Arrumo a alça da mochila por cima do meu ombro antes de começar a caminhar com gosto, e sem preocupações, pelo gramado pisoteado do pátio, tirando de dentro de uma pequena bolsa da mochila, meu celular com meus fones para ouvir minhas músicas, como sabia que o caminho até em casa era longo, pelo menos a pé, iria caminhar por quase uma hora pela estrada, longa e silenciosa hora de tranquilidade, sem incomodações.

Meus passos lentos por aquela beira de estrada, eram os menos impulsivos que havia dado a manhã inteira.

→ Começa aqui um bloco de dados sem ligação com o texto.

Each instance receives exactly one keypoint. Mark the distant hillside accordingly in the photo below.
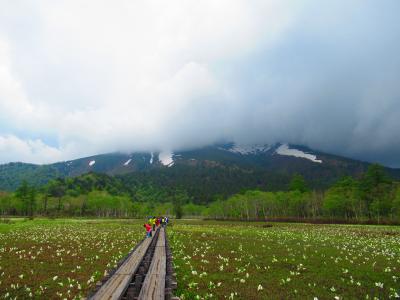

Minha forma brusca de me comportar com todos ao meu redor, refletia no meu corpo, de alguma forma, pois meus músculos carregam toda a adrenalina e meu esforço brusco, e aquilo resultava em ficar exausta nas horas seguintes, e nisso também resultava ficar trancada o resto do dia no meu quarto.

Uma das reclamações da minha mãe é justamente de ficar presa o dia inteiro, dentro do meu quarto, sem falar com ninguém, ou ter uma vida social como as dos meus irmãos…

Por mim, ficaria presa naquele quarto pra sempre, não tinha nenhum prazer em sair e olhar para todos à minha volta.

Não me orgulhava em não sentir empatia pelos outros, bom, tinham poucas exceções, mas pela maioria, sentia nada do tipo, e por isso, numa época da minha vida, me desesperei por pensar que poderia ser uma pessoa com psicopatia. Escondi meu pânico de todos de casa, da escola, por, simplesmente, não querer atenção de ninguém por essa minha complexidade.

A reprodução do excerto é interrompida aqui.